Zod : valider ses données en TypeScript (guide en français)
Il y a un moment très précis où TypeScript vous lâche : quand une donnée arrive de l'extérieur. Une réponse d'API, un formulaire, une valeur relue dans le stockage du navigateur. Vous avez écrit un type, vous l'avez soigné, et pourtant rien ne garantit que ce qui arrive lui ressemble. Le type existait pendant que vous codiez ; il a disparu avant que le programme tourne.
Zod répond à ce problème d'une façon qui surprend au début : au lieu d'écrire un type puis d'écrire une vérification, vous écrivez un schéma, et le type se déduit de ce schéma. Une seule description, deux usages. Pour situer l'outil, un chiffre relevé le 19 septembre 2026 sur l'API publique du registre npm : sur la semaine du 12 au 18 septembre, le paquet zod a été téléchargé 213 162 942 fois, contre 19,3 millions pour joi et 8,4 millions pour yup. Ce guide part du problème concret plutôt que de la liste des fonctions.
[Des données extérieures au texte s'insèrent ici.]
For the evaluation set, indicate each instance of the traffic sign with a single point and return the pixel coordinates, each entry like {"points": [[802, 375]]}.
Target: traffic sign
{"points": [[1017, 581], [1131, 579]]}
Méthode habituelle de ce blog : tout le code de cette page a été exécuté pendant la rédaction, le 19 septembre 2026, avec Zod 4.6.5 (le tag latest de npm ce jour-là, publié le 13 septembre 2026 en heure UTC), TypeScript 7.0.2, Node.js 20.19.4 et tsx 4.23.13, sur Windows 11. Les sorties sont citées telles quelles. Si vous débutez complètement en TypeScript, le projet todo-list en TypeScript est un meilleur point de départ ; ici, on suppose que vous savez ce qu'est un type et une interface.
Votre type disparaît à la compilation, pas vos données
Commençons par le programme que tout le monde a écrit au moins une fois. On récupère du JSON, on annonce au compilateur ce qu'il contient, et on s'en sert.
type Utilisateur = {
id: number;
email: string;
age: number;
};
// Ce que le serveur renvoie vraiment (id et age en texte, email absent).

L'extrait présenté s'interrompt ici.